POJ 3187 Backward Digit Sums(next_permutation()暴力枚举)

Backward Digit Sums

Time Limit: 1000MS


Memory Limit: 65536K

Total Submissions: 5412


Accepted: 3123

Description

FJ and his cows enjoy playing a mental game. They write down the numbers from 1 to N (1 <= N <= 10) in a certain order and then sum adjacent numbers to produce a new list with one fewer number. They repeat this until only a single number is left. For example, one instance of the game (when N=4) might go like this: 

    3   1   2   4

      4   3   6

        7   9

         16
Behind FJ's back, the cows have started playing a more difficult game, in which they try to determine the starting sequence from only the final total and the number N. Unfortunately, the game is a bit above FJ's mental arithmetic capabilities. 
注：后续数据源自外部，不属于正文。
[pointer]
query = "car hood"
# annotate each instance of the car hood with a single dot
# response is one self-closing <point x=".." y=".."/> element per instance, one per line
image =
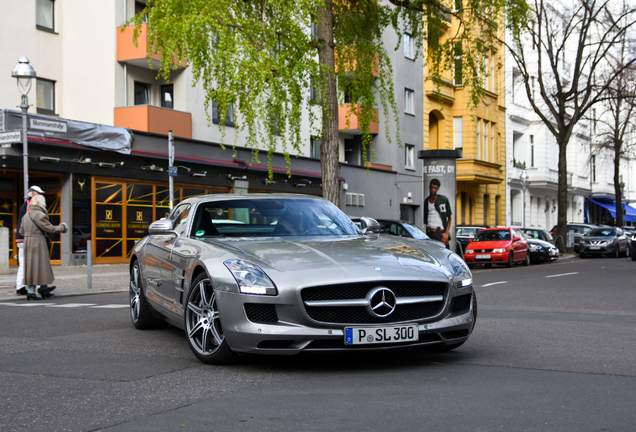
<point x="328" y="253"/>
<point x="489" y="244"/>
<point x="541" y="243"/>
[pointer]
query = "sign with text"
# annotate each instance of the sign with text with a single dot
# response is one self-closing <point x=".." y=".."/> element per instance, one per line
<point x="10" y="137"/>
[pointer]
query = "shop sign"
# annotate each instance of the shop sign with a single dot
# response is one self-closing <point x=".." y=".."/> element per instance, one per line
<point x="11" y="137"/>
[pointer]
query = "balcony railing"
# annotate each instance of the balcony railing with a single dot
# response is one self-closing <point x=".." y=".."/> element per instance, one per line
<point x="346" y="113"/>
<point x="148" y="118"/>
<point x="138" y="55"/>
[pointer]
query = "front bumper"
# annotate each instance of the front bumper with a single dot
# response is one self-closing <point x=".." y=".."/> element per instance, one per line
<point x="284" y="337"/>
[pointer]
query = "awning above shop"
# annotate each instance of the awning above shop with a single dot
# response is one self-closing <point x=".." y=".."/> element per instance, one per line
<point x="630" y="212"/>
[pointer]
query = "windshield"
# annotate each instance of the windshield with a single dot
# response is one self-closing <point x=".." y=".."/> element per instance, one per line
<point x="415" y="232"/>
<point x="271" y="217"/>
<point x="493" y="235"/>
<point x="601" y="232"/>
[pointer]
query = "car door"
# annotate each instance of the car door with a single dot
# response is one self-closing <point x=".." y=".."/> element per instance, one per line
<point x="157" y="269"/>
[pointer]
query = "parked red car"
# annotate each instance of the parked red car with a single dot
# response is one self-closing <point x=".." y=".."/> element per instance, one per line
<point x="498" y="246"/>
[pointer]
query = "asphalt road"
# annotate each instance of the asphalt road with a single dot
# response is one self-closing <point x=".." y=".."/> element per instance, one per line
<point x="553" y="350"/>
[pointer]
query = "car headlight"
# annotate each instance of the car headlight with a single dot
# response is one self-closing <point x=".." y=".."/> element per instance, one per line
<point x="251" y="278"/>
<point x="461" y="273"/>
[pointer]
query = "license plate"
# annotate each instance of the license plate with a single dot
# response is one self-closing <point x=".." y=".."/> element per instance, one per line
<point x="378" y="335"/>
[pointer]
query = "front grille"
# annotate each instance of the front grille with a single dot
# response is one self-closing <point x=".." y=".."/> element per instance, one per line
<point x="339" y="343"/>
<point x="359" y="314"/>
<point x="461" y="304"/>
<point x="261" y="313"/>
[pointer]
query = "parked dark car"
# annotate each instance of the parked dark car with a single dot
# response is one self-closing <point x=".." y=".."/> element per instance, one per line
<point x="538" y="234"/>
<point x="404" y="229"/>
<point x="464" y="235"/>
<point x="608" y="241"/>
<point x="541" y="251"/>
<point x="579" y="230"/>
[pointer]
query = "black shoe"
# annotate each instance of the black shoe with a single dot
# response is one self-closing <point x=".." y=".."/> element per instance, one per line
<point x="45" y="290"/>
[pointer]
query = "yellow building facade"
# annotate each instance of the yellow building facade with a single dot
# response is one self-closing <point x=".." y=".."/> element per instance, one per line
<point x="451" y="123"/>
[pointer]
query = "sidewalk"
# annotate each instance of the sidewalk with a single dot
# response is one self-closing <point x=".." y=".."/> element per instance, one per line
<point x="73" y="280"/>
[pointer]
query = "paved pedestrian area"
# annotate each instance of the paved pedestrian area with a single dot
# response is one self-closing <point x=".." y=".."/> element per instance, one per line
<point x="73" y="280"/>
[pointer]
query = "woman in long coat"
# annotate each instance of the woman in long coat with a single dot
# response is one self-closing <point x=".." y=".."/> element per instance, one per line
<point x="37" y="266"/>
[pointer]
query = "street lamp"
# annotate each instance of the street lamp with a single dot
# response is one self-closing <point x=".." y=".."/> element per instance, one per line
<point x="524" y="182"/>
<point x="24" y="74"/>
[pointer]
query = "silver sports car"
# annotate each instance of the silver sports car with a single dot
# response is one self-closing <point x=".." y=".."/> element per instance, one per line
<point x="281" y="274"/>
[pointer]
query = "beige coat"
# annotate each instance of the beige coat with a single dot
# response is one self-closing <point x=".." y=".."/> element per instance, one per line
<point x="37" y="266"/>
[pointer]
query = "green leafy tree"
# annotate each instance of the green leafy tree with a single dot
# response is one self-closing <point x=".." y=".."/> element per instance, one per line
<point x="265" y="57"/>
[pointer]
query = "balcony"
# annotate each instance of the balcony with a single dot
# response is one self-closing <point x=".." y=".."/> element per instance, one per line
<point x="148" y="118"/>
<point x="435" y="88"/>
<point x="345" y="112"/>
<point x="138" y="55"/>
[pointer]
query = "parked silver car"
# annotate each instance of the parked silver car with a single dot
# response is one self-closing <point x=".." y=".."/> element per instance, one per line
<point x="294" y="274"/>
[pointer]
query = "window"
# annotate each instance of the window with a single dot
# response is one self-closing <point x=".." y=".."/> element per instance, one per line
<point x="458" y="132"/>
<point x="408" y="102"/>
<point x="532" y="151"/>
<point x="315" y="147"/>
<point x="216" y="115"/>
<point x="44" y="14"/>
<point x="167" y="96"/>
<point x="409" y="153"/>
<point x="409" y="46"/>
<point x="142" y="93"/>
<point x="45" y="96"/>
<point x="139" y="8"/>
<point x="457" y="57"/>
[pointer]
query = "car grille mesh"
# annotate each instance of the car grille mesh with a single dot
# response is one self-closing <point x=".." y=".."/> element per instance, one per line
<point x="261" y="313"/>
<point x="360" y="315"/>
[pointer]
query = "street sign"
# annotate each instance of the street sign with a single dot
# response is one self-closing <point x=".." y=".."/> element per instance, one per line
<point x="11" y="137"/>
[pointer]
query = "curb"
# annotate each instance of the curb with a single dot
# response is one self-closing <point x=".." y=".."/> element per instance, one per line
<point x="61" y="295"/>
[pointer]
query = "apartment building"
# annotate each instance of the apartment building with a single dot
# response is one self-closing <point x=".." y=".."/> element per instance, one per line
<point x="479" y="132"/>
<point x="90" y="77"/>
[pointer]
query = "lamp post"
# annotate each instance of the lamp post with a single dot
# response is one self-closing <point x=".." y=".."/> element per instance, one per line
<point x="524" y="182"/>
<point x="24" y="74"/>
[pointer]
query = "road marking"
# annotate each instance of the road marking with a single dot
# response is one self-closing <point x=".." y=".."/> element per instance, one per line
<point x="494" y="283"/>
<point x="109" y="307"/>
<point x="73" y="305"/>
<point x="563" y="274"/>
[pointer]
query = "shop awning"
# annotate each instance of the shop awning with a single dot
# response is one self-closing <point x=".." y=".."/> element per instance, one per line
<point x="630" y="212"/>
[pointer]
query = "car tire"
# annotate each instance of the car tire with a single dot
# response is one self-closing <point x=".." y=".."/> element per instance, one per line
<point x="203" y="325"/>
<point x="526" y="262"/>
<point x="450" y="347"/>
<point x="140" y="312"/>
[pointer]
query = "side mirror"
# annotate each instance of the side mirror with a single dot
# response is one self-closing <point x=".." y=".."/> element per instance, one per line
<point x="369" y="225"/>
<point x="162" y="226"/>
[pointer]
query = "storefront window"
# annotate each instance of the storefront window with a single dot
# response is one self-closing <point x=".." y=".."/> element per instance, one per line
<point x="108" y="220"/>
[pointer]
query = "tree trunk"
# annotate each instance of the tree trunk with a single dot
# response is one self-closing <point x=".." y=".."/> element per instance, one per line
<point x="562" y="197"/>
<point x="329" y="150"/>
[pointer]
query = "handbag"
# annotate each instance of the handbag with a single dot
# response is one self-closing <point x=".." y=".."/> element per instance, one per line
<point x="49" y="243"/>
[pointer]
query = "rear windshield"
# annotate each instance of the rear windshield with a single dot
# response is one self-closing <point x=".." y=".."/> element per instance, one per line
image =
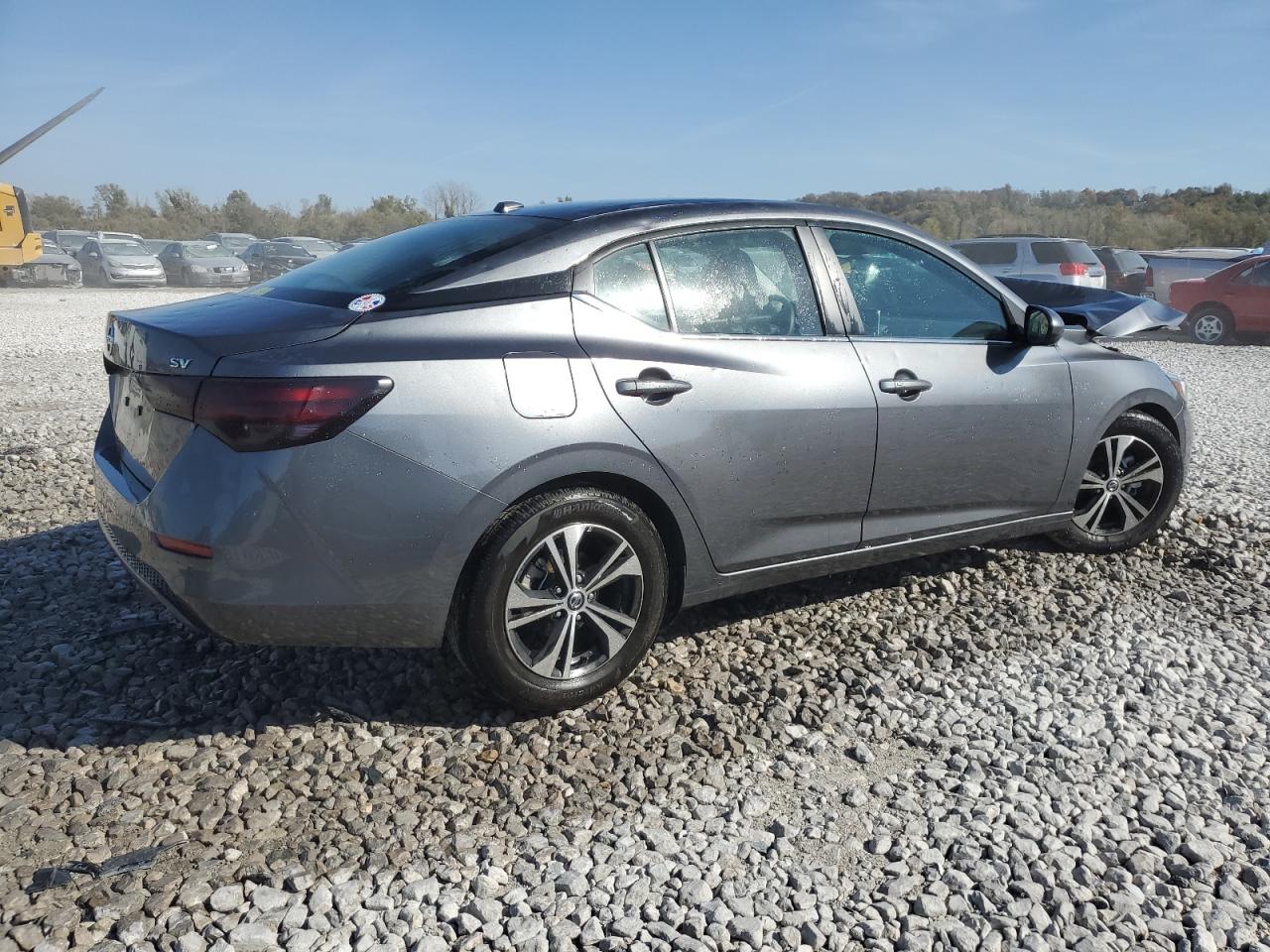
<point x="113" y="246"/>
<point x="1064" y="252"/>
<point x="1130" y="261"/>
<point x="273" y="248"/>
<point x="989" y="252"/>
<point x="313" y="245"/>
<point x="417" y="257"/>
<point x="204" y="249"/>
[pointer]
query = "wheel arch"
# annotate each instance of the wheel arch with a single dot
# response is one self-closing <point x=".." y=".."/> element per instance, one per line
<point x="658" y="509"/>
<point x="1160" y="414"/>
<point x="1209" y="306"/>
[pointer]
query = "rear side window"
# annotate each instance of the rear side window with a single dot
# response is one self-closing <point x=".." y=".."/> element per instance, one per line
<point x="905" y="293"/>
<point x="744" y="282"/>
<point x="627" y="281"/>
<point x="1064" y="253"/>
<point x="1257" y="276"/>
<point x="411" y="259"/>
<point x="989" y="252"/>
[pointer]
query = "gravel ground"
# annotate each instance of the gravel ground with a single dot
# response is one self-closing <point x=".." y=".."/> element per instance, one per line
<point x="993" y="749"/>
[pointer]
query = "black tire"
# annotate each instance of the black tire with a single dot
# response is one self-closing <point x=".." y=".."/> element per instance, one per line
<point x="512" y="552"/>
<point x="1111" y="531"/>
<point x="1210" y="324"/>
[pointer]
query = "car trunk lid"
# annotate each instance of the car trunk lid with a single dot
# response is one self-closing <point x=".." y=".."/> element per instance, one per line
<point x="155" y="358"/>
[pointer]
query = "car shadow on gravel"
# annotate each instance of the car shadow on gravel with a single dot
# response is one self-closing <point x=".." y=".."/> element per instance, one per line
<point x="86" y="657"/>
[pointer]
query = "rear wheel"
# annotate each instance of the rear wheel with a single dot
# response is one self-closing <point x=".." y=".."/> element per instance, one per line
<point x="566" y="601"/>
<point x="1129" y="488"/>
<point x="1211" y="325"/>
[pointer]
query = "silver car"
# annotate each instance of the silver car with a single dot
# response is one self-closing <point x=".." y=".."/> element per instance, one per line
<point x="1037" y="258"/>
<point x="536" y="434"/>
<point x="318" y="248"/>
<point x="118" y="262"/>
<point x="202" y="264"/>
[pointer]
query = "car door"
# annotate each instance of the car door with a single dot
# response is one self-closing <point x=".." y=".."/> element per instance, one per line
<point x="252" y="255"/>
<point x="1247" y="295"/>
<point x="712" y="347"/>
<point x="973" y="428"/>
<point x="90" y="261"/>
<point x="171" y="261"/>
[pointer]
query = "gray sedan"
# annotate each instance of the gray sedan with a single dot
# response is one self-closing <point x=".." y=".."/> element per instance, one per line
<point x="535" y="434"/>
<point x="202" y="264"/>
<point x="109" y="262"/>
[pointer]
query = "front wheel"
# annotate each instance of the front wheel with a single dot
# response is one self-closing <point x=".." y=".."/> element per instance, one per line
<point x="1129" y="488"/>
<point x="567" y="598"/>
<point x="1211" y="325"/>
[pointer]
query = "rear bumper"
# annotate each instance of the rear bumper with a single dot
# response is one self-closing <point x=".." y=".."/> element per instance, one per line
<point x="139" y="281"/>
<point x="220" y="281"/>
<point x="334" y="543"/>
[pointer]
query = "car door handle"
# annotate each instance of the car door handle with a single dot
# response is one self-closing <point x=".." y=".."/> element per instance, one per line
<point x="905" y="385"/>
<point x="652" y="389"/>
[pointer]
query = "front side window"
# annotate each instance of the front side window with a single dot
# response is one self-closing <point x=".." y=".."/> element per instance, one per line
<point x="748" y="282"/>
<point x="905" y="293"/>
<point x="627" y="281"/>
<point x="989" y="252"/>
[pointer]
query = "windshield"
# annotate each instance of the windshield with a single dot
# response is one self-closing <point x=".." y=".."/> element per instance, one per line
<point x="71" y="243"/>
<point x="417" y="257"/>
<point x="1064" y="253"/>
<point x="114" y="248"/>
<point x="276" y="248"/>
<point x="204" y="249"/>
<point x="314" y="245"/>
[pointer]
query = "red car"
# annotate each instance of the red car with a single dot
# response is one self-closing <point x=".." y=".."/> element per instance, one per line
<point x="1227" y="302"/>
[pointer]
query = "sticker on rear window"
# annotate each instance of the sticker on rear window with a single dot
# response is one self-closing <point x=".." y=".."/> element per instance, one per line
<point x="366" y="302"/>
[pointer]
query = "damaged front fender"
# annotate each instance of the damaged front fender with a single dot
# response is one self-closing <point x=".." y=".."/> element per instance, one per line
<point x="1105" y="313"/>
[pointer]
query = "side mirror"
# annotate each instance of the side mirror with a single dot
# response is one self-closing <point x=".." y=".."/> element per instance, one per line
<point x="1043" y="326"/>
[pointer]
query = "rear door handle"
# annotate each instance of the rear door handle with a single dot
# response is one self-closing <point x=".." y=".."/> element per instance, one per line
<point x="652" y="389"/>
<point x="906" y="385"/>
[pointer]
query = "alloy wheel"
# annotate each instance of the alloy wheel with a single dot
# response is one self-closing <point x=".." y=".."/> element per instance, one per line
<point x="574" y="601"/>
<point x="1120" y="486"/>
<point x="1207" y="329"/>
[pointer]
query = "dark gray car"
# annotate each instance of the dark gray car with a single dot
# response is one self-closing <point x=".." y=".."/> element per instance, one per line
<point x="54" y="268"/>
<point x="202" y="264"/>
<point x="536" y="434"/>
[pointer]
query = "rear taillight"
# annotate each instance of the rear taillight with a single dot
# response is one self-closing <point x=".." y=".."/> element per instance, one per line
<point x="250" y="414"/>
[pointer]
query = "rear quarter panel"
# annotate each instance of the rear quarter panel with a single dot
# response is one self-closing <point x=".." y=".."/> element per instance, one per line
<point x="451" y="409"/>
<point x="1106" y="384"/>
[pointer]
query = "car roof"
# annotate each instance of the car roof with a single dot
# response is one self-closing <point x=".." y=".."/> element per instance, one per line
<point x="656" y="211"/>
<point x="1014" y="238"/>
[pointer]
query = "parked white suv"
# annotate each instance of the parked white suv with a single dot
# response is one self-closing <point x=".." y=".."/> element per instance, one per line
<point x="1037" y="258"/>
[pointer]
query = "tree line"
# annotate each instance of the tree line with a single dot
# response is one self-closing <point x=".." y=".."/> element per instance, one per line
<point x="1124" y="217"/>
<point x="180" y="213"/>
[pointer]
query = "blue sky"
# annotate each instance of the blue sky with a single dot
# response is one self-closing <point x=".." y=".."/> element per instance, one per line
<point x="531" y="100"/>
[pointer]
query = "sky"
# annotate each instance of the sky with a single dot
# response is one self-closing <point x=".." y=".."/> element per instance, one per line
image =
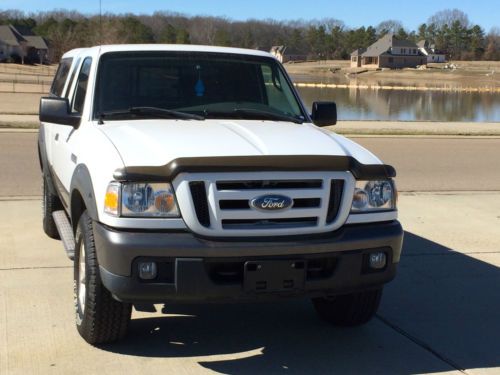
<point x="354" y="13"/>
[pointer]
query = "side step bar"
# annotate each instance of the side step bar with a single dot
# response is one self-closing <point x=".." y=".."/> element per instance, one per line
<point x="65" y="232"/>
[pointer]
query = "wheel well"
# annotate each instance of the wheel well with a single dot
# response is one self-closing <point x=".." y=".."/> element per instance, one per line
<point x="77" y="208"/>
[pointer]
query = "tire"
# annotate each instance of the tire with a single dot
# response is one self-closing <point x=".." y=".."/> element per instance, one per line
<point x="350" y="309"/>
<point x="99" y="317"/>
<point x="50" y="203"/>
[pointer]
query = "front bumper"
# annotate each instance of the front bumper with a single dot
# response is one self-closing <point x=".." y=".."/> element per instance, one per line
<point x="199" y="269"/>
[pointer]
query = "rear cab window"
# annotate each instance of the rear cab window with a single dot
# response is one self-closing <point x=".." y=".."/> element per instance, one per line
<point x="81" y="86"/>
<point x="61" y="77"/>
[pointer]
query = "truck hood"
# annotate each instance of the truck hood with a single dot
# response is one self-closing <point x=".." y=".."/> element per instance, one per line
<point x="157" y="142"/>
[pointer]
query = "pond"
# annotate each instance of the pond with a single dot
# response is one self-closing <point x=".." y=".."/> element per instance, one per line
<point x="403" y="105"/>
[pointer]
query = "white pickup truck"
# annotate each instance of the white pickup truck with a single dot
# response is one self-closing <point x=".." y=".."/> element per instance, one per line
<point x="194" y="173"/>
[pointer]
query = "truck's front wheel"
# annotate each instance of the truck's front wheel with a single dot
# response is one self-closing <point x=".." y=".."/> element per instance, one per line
<point x="99" y="317"/>
<point x="349" y="309"/>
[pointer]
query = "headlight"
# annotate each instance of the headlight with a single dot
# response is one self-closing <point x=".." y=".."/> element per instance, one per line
<point x="374" y="196"/>
<point x="141" y="200"/>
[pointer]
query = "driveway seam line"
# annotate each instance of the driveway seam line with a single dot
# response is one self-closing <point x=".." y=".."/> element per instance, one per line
<point x="34" y="268"/>
<point x="422" y="344"/>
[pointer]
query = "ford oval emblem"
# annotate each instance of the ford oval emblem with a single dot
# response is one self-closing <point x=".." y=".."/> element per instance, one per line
<point x="272" y="202"/>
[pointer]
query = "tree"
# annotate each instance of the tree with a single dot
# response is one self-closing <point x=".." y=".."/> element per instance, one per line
<point x="389" y="26"/>
<point x="476" y="42"/>
<point x="448" y="17"/>
<point x="168" y="34"/>
<point x="133" y="31"/>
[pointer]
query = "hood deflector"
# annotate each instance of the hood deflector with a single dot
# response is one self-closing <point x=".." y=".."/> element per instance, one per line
<point x="255" y="164"/>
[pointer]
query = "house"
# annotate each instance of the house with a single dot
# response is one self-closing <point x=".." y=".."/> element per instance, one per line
<point x="356" y="57"/>
<point x="23" y="47"/>
<point x="285" y="54"/>
<point x="389" y="52"/>
<point x="429" y="50"/>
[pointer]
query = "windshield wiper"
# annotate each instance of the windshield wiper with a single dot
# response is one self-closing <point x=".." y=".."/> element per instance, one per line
<point x="154" y="111"/>
<point x="267" y="115"/>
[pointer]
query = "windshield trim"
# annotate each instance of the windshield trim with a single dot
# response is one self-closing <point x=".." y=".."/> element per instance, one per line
<point x="95" y="113"/>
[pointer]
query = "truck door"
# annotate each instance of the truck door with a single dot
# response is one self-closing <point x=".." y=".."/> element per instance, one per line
<point x="65" y="138"/>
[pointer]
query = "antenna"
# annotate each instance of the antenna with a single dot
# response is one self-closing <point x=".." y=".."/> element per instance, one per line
<point x="100" y="22"/>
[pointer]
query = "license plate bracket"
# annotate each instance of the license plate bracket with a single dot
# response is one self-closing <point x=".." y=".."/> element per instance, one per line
<point x="268" y="276"/>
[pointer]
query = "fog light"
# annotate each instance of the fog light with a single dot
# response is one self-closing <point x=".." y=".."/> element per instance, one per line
<point x="377" y="261"/>
<point x="147" y="270"/>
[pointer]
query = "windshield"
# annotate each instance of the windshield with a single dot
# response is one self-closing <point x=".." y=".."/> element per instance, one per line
<point x="212" y="85"/>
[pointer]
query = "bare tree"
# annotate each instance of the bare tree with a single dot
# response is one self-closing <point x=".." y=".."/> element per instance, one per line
<point x="448" y="17"/>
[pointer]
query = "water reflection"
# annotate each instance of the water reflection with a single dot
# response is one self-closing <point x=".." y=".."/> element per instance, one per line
<point x="363" y="104"/>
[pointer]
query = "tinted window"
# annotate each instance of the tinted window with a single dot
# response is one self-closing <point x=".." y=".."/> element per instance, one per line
<point x="211" y="84"/>
<point x="61" y="76"/>
<point x="72" y="78"/>
<point x="81" y="86"/>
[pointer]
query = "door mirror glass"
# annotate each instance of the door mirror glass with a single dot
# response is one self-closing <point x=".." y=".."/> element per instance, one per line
<point x="57" y="111"/>
<point x="324" y="113"/>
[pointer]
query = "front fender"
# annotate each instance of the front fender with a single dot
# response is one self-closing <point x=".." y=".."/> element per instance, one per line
<point x="81" y="189"/>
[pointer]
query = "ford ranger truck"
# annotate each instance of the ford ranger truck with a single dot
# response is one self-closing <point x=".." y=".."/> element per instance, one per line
<point x="189" y="173"/>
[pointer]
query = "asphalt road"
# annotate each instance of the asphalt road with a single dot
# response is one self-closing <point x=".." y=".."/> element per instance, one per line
<point x="422" y="163"/>
<point x="440" y="314"/>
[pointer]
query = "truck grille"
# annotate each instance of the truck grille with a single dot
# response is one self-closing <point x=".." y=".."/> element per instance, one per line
<point x="219" y="204"/>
Write a program to help FJ play the game and keep up with the cows.

Input

Line 1: Two space-separated integers: N and the final sum.

Output

Line 1: An ordering of the integers 1..N that leads to the given sum. If there are multiple solutions, choose the one that is lexicographically least, i.e., that puts smaller numbers first.

Sample Input

4 16

Sample Output

3 1 2 4

Hint

Explanation of the sample: 

There are other possible sequences, such as 3 2 1 4, but 3 1 2 4 is the lexicographically smallest.


题意:有一个n,然后有从1~n这些数,按一定顺序排列,如上题中给出的相加方法,可以得到sum。现在给出n和sum,求最小的排列。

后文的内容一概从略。